Strategic Investment by Indian Family Office Strengthens Domestic Healthcare Manufacturing
In a strategic move that aligns with India’s expanding healthcare and life sciences infrastructure ambitions, a prominent Indian family office, advised by UBR Infrastructure LLP, has secured a minority stake in a leading Indian eyecare manufacturer and platform business. This investment underscores the increasing convergence of industrial capital with critical wellness infrastructure to establish resilient and high-impact sectors for India’s future.
Boosting Health-Tech Manufacturing and Enhancing Vision Care Access
The eyecare business, comparable in scale and vision to global players like Bausch & Lomb, has developed significant domestic capabilities in ophthalmic products, including contact lenses, lens care solutions, diagnostics, and vision correction tools. With manufacturing units located in an industrial corridor in Southern India and a growing distribution network across Tier 1 and Tier 2 cities, the company operates at the crossroads of initiatives such as Make in India, Health for All, and Export India.
The investment will enable the company to scale up its research and development and production infrastructure, with plans to expand its sterile packaging facilities, new testing labs, and pilot production lines for next-generation lens materials. This move is expected to create both skilled and semi-skilled jobs within emerging healthcare manufacturing clusters, a priority for India’s industrial policy.
UBR’s Strategic Vision: Strengthening Healthcare Infrastructure Accessibility
UBR Infrastructure LLP, as the strategic advisor in this deal, has emphasized that the investment goes beyond manufacturing—serving as an enabler of healthcare infrastructure focused on broader accessibility and innovation.
“We believe India’s healthcare infrastructure must evolve beyond hospitals and labs. This investment supports infrastructure that reaches citizens directly: preventive eyecare, diagnostics, and home-use clinical technology. This is health infrastructure for the next billion,” said a spokesperson from UBR Infrastructure LLP.
UBR’s advisory efforts included evaluating site scalability, logistics infrastructure readiness, and ensuring alignment with state-level industrial policy frameworks, turning this deal into a blueprint for regionally embedded industrial development.
Building Resilient Domestic Supply Chains for Wellness Products
The family office’s capital injection will focus on enhancing capabilities in areas currently reliant on imports, such as high-precision vision lenses, optical polymers, and vision diagnostics. Additionally, UBR Infrastructure is collaborating with state agencies to help the company access incentives under the Production Linked Incentive (PLI) scheme for medical devices and wellness consumables.
This initiative strengthens the resilience of India’s health-tech supply chains—an objective expedited post-COVID—and promotes import substitution in critical categories.
A Platform for Global Export and Public Health Innovation
With a pipeline of products designed for both retail and institutional buyers, the company plans to launch affordable vision screening kits, enterprise wellness platforms for industrial workforces, and digitally connected diagnostic tools for rural outreach. These initiatives align with India’s National Digital Health Mission (NDHM) and the Prime Minister’s Ayushman Bharat scheme.
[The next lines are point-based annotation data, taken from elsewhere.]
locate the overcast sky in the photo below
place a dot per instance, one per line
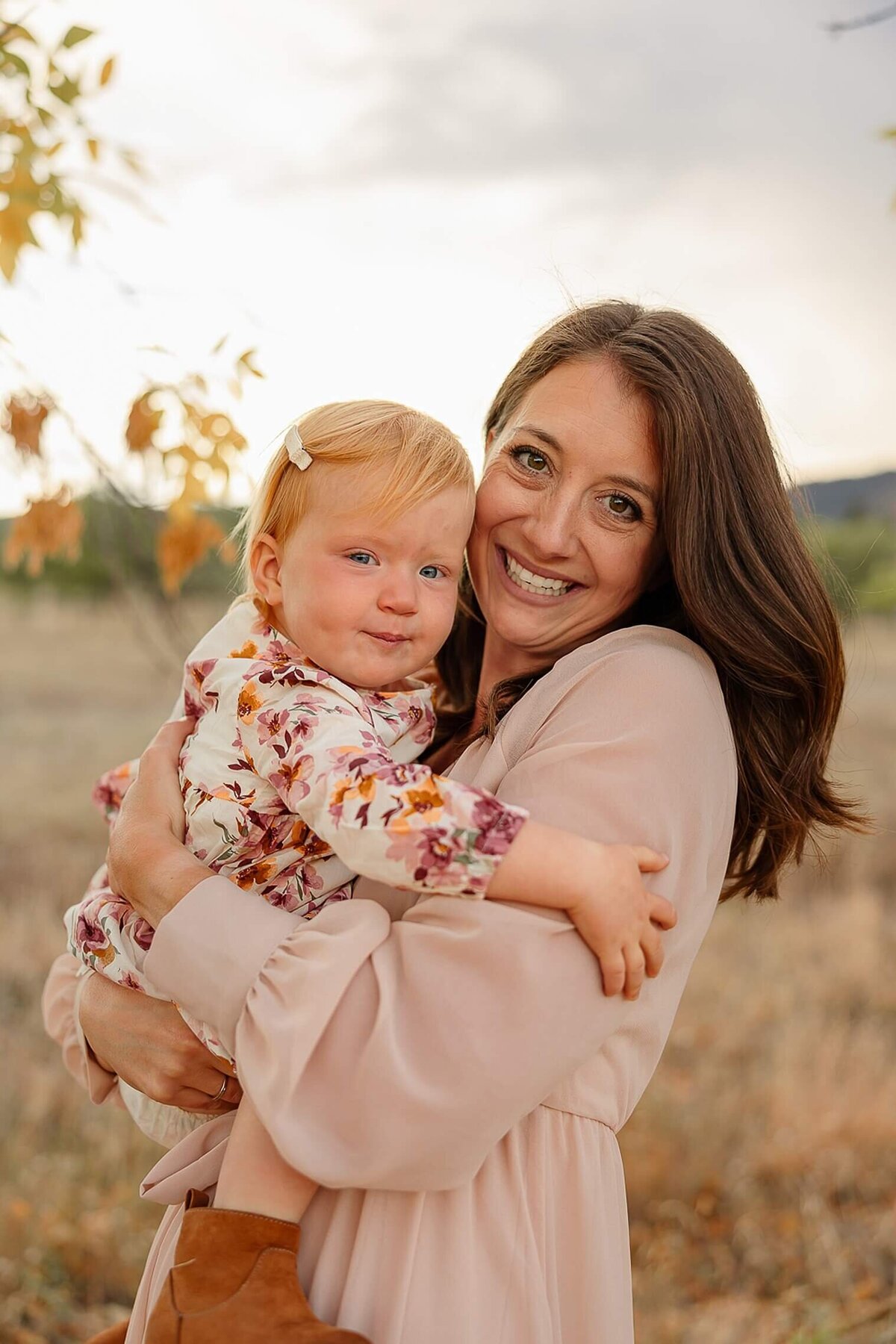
(390, 196)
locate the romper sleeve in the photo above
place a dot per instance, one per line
(396, 823)
(398, 1055)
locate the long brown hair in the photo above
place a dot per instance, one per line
(741, 581)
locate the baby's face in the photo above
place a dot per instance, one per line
(373, 600)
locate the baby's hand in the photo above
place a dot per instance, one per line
(620, 920)
(600, 887)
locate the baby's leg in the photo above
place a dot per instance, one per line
(254, 1177)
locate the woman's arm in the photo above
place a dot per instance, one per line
(107, 1033)
(396, 1055)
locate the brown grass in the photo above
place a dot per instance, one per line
(761, 1163)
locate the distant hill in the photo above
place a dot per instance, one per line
(859, 497)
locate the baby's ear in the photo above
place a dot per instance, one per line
(264, 564)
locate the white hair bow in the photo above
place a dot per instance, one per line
(296, 450)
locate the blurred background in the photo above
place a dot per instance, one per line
(215, 218)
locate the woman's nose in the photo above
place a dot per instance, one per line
(551, 529)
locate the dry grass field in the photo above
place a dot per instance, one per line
(761, 1164)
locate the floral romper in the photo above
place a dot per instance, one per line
(294, 783)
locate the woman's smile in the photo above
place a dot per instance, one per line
(531, 582)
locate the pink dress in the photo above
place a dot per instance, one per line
(448, 1070)
(294, 783)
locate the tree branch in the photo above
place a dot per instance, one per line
(864, 20)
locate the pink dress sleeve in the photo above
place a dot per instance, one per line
(60, 1006)
(395, 1055)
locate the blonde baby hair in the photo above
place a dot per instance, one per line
(421, 455)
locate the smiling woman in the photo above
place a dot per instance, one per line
(567, 530)
(644, 653)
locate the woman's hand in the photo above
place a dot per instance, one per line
(147, 858)
(147, 1043)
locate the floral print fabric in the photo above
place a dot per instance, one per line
(293, 784)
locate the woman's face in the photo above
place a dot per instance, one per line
(566, 535)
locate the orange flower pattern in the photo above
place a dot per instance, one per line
(293, 784)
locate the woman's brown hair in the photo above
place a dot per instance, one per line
(741, 581)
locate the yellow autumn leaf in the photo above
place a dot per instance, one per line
(181, 544)
(143, 423)
(50, 527)
(23, 421)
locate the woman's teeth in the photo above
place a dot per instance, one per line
(531, 582)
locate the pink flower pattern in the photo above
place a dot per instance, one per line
(293, 783)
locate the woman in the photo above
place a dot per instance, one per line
(647, 653)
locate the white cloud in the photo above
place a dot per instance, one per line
(388, 201)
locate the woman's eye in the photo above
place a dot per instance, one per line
(531, 460)
(622, 507)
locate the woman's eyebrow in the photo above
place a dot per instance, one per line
(539, 433)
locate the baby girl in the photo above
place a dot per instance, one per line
(302, 772)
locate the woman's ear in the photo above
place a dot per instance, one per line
(264, 564)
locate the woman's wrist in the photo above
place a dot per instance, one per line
(85, 1006)
(155, 871)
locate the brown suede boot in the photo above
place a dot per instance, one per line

The company, already exporting to over 18 countries, aims to expand into Africa, ASEAN, and the GCC markets within the next 24 months, leveraging India’s growing reputation in affordable health-tech manufacturing.
Conclusion: Investing in the Future of Wellness Infrastructure
This transaction reflects UBR Infrastructure’s advisory philosophy—where infrastructure encompasses not only medical access and advanced manufacturing but also policy-aligned site development and export platform creation. As India accelerates its transformation into a global industrial and healthcare hub, such investments are more than just financial—they are the building blocks for the wellness infrastructure of tomorrow’s India.